Keywords: Cleft lip and palate. Rehabilitation. Dentistry. 

INTRODUÇÃO 

As Fissuras Labiopalatinas (FLP) são anomalias craniofaciais de origem congênita e multifatorial, ou seja, fatores genéticos e ambientais são combinados para a incidência desta malformação. No que tange à embriologia, as FLP ocorrem quando não há o fechamento dos processos maxilares durante a vida intrauterina, geralmente, no primeiro trimestre gestacional até a décima segunda semana, atingindo assim o lábio superior, o alvéolo dental e o palato, dependendo da condição clínica do indivíduo. Como resultado, há o comprometimento estético e funcional craniofacial, o que acarreta uma série de intercorrências no crescimento dos ossos da face e nas funções do sistema estomatognático, como, na fala, na mastigação e, até mesmo, na respiração. As fissuras orofaciais apresentam fenótipos variados dependendo das alterações embrionárias e das evidências epidemiológicas apresentadas (Trevilatto; Werneck, 2014). Por isso, classificam-se, basicamente, em: Fissura Pré-forame Incisivo, Fissura Pós-forame Incisivo, Fissura Transforame e Fissuras Raras da Face, existindo, também, subdivisões no interior de cada grupo de classificação (Silva Filho et al., 1992).  

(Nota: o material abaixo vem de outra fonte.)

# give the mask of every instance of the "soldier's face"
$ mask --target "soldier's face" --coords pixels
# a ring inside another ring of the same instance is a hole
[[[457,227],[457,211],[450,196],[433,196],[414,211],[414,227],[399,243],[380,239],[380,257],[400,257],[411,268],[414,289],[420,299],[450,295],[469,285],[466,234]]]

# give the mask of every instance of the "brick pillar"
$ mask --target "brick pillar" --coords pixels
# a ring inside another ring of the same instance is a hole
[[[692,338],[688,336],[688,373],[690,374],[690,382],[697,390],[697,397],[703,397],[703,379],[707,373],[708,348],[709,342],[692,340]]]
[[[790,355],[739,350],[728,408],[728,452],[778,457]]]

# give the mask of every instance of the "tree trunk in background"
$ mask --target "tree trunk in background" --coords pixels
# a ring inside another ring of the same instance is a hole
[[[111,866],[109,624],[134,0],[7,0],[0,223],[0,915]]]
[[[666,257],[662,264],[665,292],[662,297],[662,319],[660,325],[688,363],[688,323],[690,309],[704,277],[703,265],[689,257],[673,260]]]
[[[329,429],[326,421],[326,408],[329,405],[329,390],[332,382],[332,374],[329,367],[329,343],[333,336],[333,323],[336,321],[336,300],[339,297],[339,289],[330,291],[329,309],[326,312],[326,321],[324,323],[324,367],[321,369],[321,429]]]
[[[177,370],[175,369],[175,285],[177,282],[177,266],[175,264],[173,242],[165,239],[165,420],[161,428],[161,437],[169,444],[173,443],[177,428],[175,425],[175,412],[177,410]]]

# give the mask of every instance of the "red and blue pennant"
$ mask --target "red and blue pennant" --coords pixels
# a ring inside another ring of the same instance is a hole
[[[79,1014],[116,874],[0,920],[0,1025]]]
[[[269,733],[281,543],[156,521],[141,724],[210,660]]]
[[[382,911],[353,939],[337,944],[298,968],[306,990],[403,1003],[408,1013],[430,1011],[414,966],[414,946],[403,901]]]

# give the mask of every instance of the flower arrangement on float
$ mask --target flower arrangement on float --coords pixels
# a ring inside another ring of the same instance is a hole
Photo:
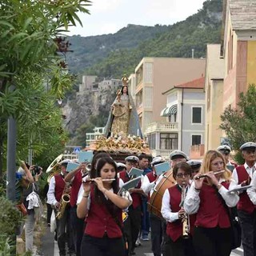
[[[150,154],[148,144],[142,138],[130,134],[125,136],[122,132],[117,134],[111,134],[109,138],[98,137],[87,150],[115,154]]]

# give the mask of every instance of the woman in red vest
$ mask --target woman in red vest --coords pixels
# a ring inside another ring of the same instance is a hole
[[[99,159],[90,176],[94,182],[83,182],[83,198],[77,210],[78,218],[87,216],[81,255],[124,256],[122,212],[131,204],[131,197],[128,191],[118,194],[117,166],[113,159]]]
[[[198,178],[202,174],[205,177]],[[231,253],[228,207],[235,206],[239,197],[228,193],[230,178],[222,154],[207,151],[184,202],[186,212],[197,213],[193,237],[197,256],[229,256]]]
[[[191,177],[191,167],[184,162],[178,162],[173,169],[173,176],[177,184],[167,189],[162,197],[161,213],[167,222],[166,251],[168,255],[194,256],[191,234],[193,233],[195,214],[186,215],[182,204]],[[183,222],[187,218],[187,234],[183,234]],[[190,228],[189,227],[189,223]]]

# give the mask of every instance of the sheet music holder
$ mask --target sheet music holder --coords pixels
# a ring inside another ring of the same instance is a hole
[[[247,189],[250,189],[251,186],[251,185],[248,185],[244,186],[234,187],[233,190],[229,190],[228,193],[232,194],[235,192],[242,192],[244,190],[246,190]]]
[[[130,172],[128,173],[129,177],[140,177],[143,174],[143,170],[138,168],[131,168]]]
[[[66,171],[69,173],[79,166],[78,163],[69,162],[66,166]]]
[[[120,194],[122,191],[129,190],[130,189],[134,189],[138,184],[141,180],[141,177],[137,177],[135,178],[131,179],[130,181],[123,184],[123,186],[120,188],[118,191],[118,194]]]
[[[162,174],[170,170],[170,166],[168,162],[162,162],[154,166],[155,174],[160,176]]]

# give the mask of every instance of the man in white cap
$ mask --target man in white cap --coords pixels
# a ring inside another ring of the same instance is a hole
[[[59,165],[61,166],[61,173],[56,174],[50,180],[49,190],[47,193],[47,203],[54,207],[55,216],[58,213],[61,204],[62,196],[64,193],[64,190],[66,190],[65,193],[70,193],[70,189],[66,188],[65,182],[65,176],[66,175],[67,163],[70,162],[70,159],[65,159],[62,161]],[[62,217],[60,219],[56,218],[57,226],[57,242],[59,250],[60,256],[66,256],[66,233],[68,237],[68,249],[69,254],[74,253],[74,246],[73,239],[70,235],[70,210],[66,208],[63,213]]]
[[[174,150],[170,154],[170,160],[171,163],[171,167],[174,168],[180,162],[186,162],[189,160],[189,157],[186,153],[181,150]]]
[[[217,148],[217,150],[221,152],[223,155],[223,158],[226,161],[226,165],[227,168],[233,171],[233,170],[238,166],[238,165],[234,162],[230,162],[230,152],[231,148],[227,145],[221,145]]]
[[[162,157],[155,157],[151,162],[153,171],[148,173],[142,178],[142,189],[145,194],[149,194],[149,198],[152,194],[158,176],[155,173],[154,166],[164,162],[165,160]],[[154,214],[150,213],[150,238],[151,238],[151,250],[154,256],[161,256],[162,250],[161,244],[162,241],[162,220],[155,216]]]
[[[256,143],[246,142],[241,146],[242,158],[245,163],[236,167],[232,173],[230,190],[234,187],[249,185],[256,169]],[[237,205],[238,214],[242,228],[242,241],[245,256],[256,255],[256,207],[250,200],[245,190],[239,194],[240,199]]]
[[[191,182],[195,174],[197,174],[201,168],[202,161],[200,160],[189,160],[186,161],[186,163],[191,167]]]

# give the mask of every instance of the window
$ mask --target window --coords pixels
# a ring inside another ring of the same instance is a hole
[[[150,134],[149,136],[149,145],[150,145],[150,150],[155,150],[155,138],[156,134]]]
[[[192,123],[202,123],[202,107],[192,107]]]
[[[178,134],[160,134],[160,150],[177,150]]]
[[[201,135],[192,135],[192,146],[201,144]]]

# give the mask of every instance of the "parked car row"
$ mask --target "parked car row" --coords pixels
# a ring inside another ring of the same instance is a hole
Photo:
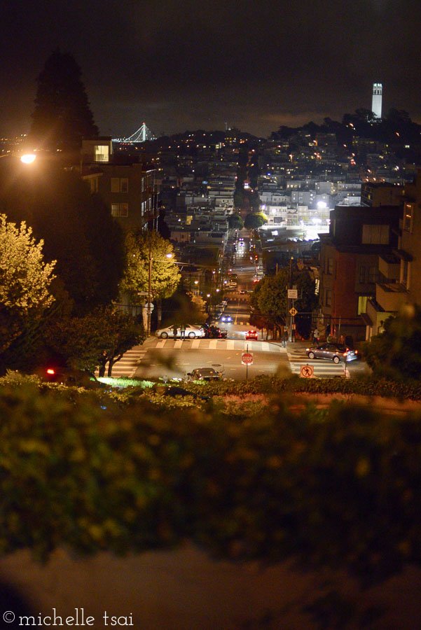
[[[334,363],[340,361],[353,361],[358,358],[358,350],[352,350],[341,344],[322,344],[306,348],[307,356],[310,359],[324,358]]]
[[[203,326],[193,326],[193,324],[186,324],[186,330],[184,331],[184,337],[186,339],[195,339],[195,337],[205,337],[205,329]],[[177,334],[175,330],[177,329]],[[181,337],[181,332],[180,330],[179,326],[176,326],[176,324],[172,324],[170,326],[167,326],[166,328],[160,328],[159,330],[156,331],[156,336],[160,337],[161,339],[168,339],[169,337],[172,337],[174,338],[178,338]]]

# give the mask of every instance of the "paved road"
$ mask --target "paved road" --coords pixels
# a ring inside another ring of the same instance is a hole
[[[240,333],[238,333],[239,335]],[[254,354],[249,378],[273,373],[279,363],[287,364],[287,350],[277,344],[248,341],[242,338],[174,340],[151,337],[144,345],[133,348],[113,368],[113,377],[183,378],[195,368],[222,366],[225,376],[237,380],[246,377],[241,355],[246,350]],[[219,368],[219,369],[221,369]]]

De acordo com o Ministério da Saúde, no Brasil, 1 a cada 650 crianças possui algum tipo de fissura. O tratamento é extenso e multiprofissional, envolvendo principalmente fonoaudiólogos, nutricionistas, cirurgiões-dentistas, cirurgiões plásticos, psicólogos e otorrinolaringologistas. A reabilitação engloba concomitantemente procedimentos cirúrgicos como: a Queiloplastia, o Enxerto Ósseo Alveolar, a Palatoplastia, entre outras, que dependem exclusivamente das necessidades fisiológicas e morfológicas de cada paciente. A Queiloplastia se trata de uma cirurgia reconstrutora do lábio, que realiza-se em pacientes com fissuras labiais aproximadamente dos 3 aos 6 meses de vida. O Enxerto Ósseo Alveolar conhecido como o “padrão ouro” reconstitui o rebordo alveolar comprometido. Já a Palatoplastia tem como objetivo reconstruir o palato ósseo e mole nos casos clínicos de fissuras pós-forames e transforames (Carrer, 2019).  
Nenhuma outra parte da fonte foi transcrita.